Gestern abend war ich mal wieder Blut spenden. (Nicht weil ich ein herzensguter Philantrop bin, das würde mir hier wahrscheinlich sowieso keiner glauben und das wäre auch gelogen). Ich hatte eine (deutsche) Ausgabe von Jane Austens Mansfield Park dabei (siehe unten). Die eigentliche Blutentnahme dauert zwar nur höchstens eine Viertelstunde, aber das Anmeldungsprozedere usw. hält je nach anwesender Spendewilligenanzahl gewisse Wartezeiten bereit, die ich nicht damit vergeuden möchte, Löcher in die Luft zu starren. Das führt dazu, daß ich das Buch überall mithin nehme. Die Blutdruck-/Puls/Körpertemperatur-/Eisenkontrolle machte gestern erfreulicherweise meine Lieblingsschwester (deren Name ich leider immer weider vergesse). Sie sah mein Buch und wir plauderten ein wenig über Jane Austens Oeuvre. Eigentlich sollte man als Mann nicht Jane Austen mögen dürfen, oder? Naja, ich habe mir um meine Virilität (wenn überhaupt vorhanden) in der Öffentlichkeit noch nie ernsthaft Gedanken gemacht. Mansfield Park holt anfangs recht weit aus, um dann erst ab dem zweiten Kapitel auf die Hauptperson (Fanny Price) zu fokussieren. Finde ich. Vor ein paar Wochen habe ich Austens Emma gelesen und war recht erfreut und auf jeden Fall gut unterhalten. Davor nur zwei Bronte-Bücher (Sturmhöhen und Jane Eyre), aber natürlich kenne ich die Sense and Senibility -Verfilmung von etwa 1997 (mit lovely Kate Winslet) und die brillante Pride and Prejudice - Verfilmung von Joe Wright, die letzten Herbst in den deutschen Kinos lief...
Ich bin mir nicht sicher, ob die Jane Austen - Bücher nicht doch nur geschickt gemachte Trivialliteratur ist. Falls ja, wäre das aber auch nicht so schlimm.
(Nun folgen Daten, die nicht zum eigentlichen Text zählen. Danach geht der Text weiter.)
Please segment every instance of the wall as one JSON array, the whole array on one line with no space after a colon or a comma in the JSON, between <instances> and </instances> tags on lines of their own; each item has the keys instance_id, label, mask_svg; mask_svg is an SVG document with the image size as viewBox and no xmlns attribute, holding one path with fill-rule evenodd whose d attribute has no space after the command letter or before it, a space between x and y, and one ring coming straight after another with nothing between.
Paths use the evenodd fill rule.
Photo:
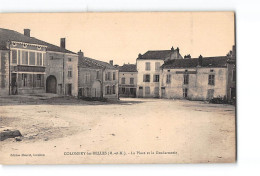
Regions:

Lieber gut gemachte Trivialliteratur als Autoren, die mit der Brechstange literarischen Anspruch erzeugen wollen...
Und wenn ich in der Kölner U-Bahn sitze, mit all den Freaks und Junkies und einkaufstaschenschleppenden Türkenmamas, dann bietet mir Jane Austen eine andere, angenehmere Welt.
Schön, wenn man unerwartet auf einen anderen Jane-Austen-Liebhaber trifft. Zum Beispiel beim Blutspenden.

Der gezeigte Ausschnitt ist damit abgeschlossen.